SFU HPC Cluster Turns Heads in Research and AI

Power-efficient "Cedar" HPC cluster is impacting computational research, AI, and business in British Columbia.

Executive Summary
British Columbia’s Simon Fraser University (SFU) was overdue for an HPC upgrade. In early 2017, the university installed Cedar, a 902-node dual-socket cluster built on Intel® Xeon® processor E5-2683A with 16 cores each. At installation, Cedar was Canada’s most powerful academic resource for advanced research computing (ARC). Today it supports researchers in a wide variety of fields: traditional simulation research, social science research, and Artificial Intelligence (AI).

Challenge
Before 1999, at Simon Fraser University (SFU), computational researchers such as Martin Siegert ran their own simulations on self-built computers. But, in 1999, Simon Fraser University’s IT department hired Siegert to build their first centralized computational cluster. “That was when people were still building Beowulf* clusters by piecing together desktop-like systems that researchers could run simulations on,” stated Siegert. “We started fairly small at that time, and we’ve been growing ever since.”

The university’s first cluster was an eight-node system. The second one was commissioned in 2002—a 96-node cluster with dual-processor servers. The third system, commissioned in 2009, was a 160-node High Performance Computing cluster with quad-core Intel Xeon processor 5430 compute nodes and InfiniBand* DDR Architecture as the interconnect. Two years later it was expanded with an additional 256 nodes of dual six-core Intel Xeon processors X5650. “In those days, it was state of the art,” added Siegert. “It supported all the different research going on at the university and WestGrid.”

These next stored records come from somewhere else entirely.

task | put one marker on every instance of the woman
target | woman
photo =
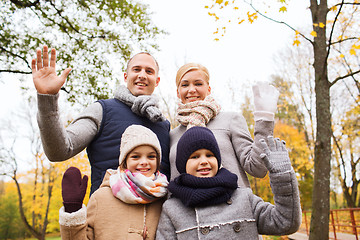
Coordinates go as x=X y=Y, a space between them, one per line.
x=198 y=108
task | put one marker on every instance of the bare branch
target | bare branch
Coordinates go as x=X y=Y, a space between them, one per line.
x=345 y=76
x=25 y=4
x=281 y=22
x=15 y=55
x=343 y=40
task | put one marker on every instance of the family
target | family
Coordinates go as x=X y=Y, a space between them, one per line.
x=150 y=182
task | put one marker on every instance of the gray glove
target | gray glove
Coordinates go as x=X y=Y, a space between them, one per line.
x=276 y=157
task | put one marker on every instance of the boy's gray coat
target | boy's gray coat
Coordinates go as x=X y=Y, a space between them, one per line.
x=244 y=217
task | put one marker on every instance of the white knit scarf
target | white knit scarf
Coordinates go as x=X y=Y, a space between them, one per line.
x=197 y=113
x=135 y=188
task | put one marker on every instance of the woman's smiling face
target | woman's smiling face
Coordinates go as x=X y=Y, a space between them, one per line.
x=193 y=87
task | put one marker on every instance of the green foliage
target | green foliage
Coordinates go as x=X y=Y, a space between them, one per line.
x=95 y=38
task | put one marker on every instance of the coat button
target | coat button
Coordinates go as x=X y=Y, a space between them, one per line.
x=205 y=231
x=237 y=227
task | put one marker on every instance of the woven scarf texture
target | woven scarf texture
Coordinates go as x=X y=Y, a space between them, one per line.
x=197 y=113
x=143 y=105
x=135 y=188
x=200 y=192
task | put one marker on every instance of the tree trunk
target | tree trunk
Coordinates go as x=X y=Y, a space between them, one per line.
x=319 y=227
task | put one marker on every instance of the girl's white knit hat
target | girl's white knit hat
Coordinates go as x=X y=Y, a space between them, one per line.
x=136 y=135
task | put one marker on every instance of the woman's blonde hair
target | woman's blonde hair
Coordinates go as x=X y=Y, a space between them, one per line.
x=190 y=67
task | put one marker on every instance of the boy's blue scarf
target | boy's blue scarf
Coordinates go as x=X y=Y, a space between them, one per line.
x=199 y=192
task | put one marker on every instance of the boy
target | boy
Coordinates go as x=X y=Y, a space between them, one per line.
x=207 y=204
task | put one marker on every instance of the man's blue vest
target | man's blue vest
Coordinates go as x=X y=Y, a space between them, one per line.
x=103 y=152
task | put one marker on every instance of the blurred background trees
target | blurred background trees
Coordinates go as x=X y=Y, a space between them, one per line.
x=94 y=37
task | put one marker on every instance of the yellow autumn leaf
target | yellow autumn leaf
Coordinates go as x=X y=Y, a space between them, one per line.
x=296 y=42
x=252 y=17
x=283 y=9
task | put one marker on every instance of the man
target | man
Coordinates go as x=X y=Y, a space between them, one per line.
x=100 y=126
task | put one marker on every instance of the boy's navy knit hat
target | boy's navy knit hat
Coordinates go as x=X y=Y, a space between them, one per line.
x=192 y=140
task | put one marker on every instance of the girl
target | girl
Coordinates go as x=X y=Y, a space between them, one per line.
x=128 y=203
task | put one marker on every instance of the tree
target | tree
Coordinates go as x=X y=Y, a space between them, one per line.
x=38 y=189
x=95 y=37
x=333 y=32
x=11 y=226
x=347 y=156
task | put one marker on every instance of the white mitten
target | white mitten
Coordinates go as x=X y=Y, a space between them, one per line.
x=265 y=100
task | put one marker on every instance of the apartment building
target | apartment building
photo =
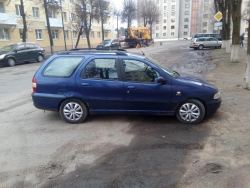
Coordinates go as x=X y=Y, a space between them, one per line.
x=11 y=25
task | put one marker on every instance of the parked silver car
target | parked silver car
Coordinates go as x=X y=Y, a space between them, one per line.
x=205 y=42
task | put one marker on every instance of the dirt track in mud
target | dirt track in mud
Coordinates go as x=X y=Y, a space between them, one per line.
x=157 y=151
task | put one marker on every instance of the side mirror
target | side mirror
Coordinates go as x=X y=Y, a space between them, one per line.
x=161 y=81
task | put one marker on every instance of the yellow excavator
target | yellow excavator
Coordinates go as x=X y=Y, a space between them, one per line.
x=137 y=36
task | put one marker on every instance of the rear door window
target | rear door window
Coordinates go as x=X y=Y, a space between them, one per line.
x=62 y=66
x=101 y=68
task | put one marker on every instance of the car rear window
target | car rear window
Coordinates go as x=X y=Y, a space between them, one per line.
x=62 y=66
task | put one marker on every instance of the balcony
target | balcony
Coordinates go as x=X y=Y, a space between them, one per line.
x=8 y=20
x=107 y=27
x=54 y=23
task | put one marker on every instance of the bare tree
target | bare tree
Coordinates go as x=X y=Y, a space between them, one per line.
x=117 y=15
x=103 y=14
x=246 y=16
x=224 y=6
x=236 y=18
x=86 y=11
x=129 y=12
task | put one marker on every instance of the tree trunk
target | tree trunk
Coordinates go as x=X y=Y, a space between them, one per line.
x=24 y=21
x=78 y=38
x=246 y=83
x=48 y=26
x=236 y=17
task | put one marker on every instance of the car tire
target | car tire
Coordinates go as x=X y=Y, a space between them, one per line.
x=190 y=111
x=73 y=111
x=11 y=62
x=40 y=58
x=200 y=47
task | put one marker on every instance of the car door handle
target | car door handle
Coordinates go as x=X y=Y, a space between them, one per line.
x=85 y=84
x=131 y=87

For the next five years, researchers ran their computations on this system, while the University waited for additional funding to build a new HPC resource.

Solution
In 2016, SFU was selected by Compute Canada, the national organization for advanced research computing (ARC), to house a new national HPC system in its data center. That was the first step that led to the design of a 902-node, 1.3 peta FLOPS HPC cluster—what would become the most powerful ARC cluster in the country at its launch.

“After one year of operation, we found we had a larger need in Cedar’s compute section. So, we recently purchased an additional 30,720 cores consisting of 640 dual-socket nodes with 24-core Intel® Xeon® Platinum 8160 processors.”—Martin Siegert, Simon Fraser University (SFU), computational researcher

Designing Cedar
“The new system was designed to do almost everything well,” commented Siegert. “Its initial name was GP2, General Purpose system #2, but we ended up naming it Cedar, after British Columbia’s official tree, the Western Red Cedar. It was designed to serve researchers from all areas of science, which is why Cedar is not a homogeneous system.”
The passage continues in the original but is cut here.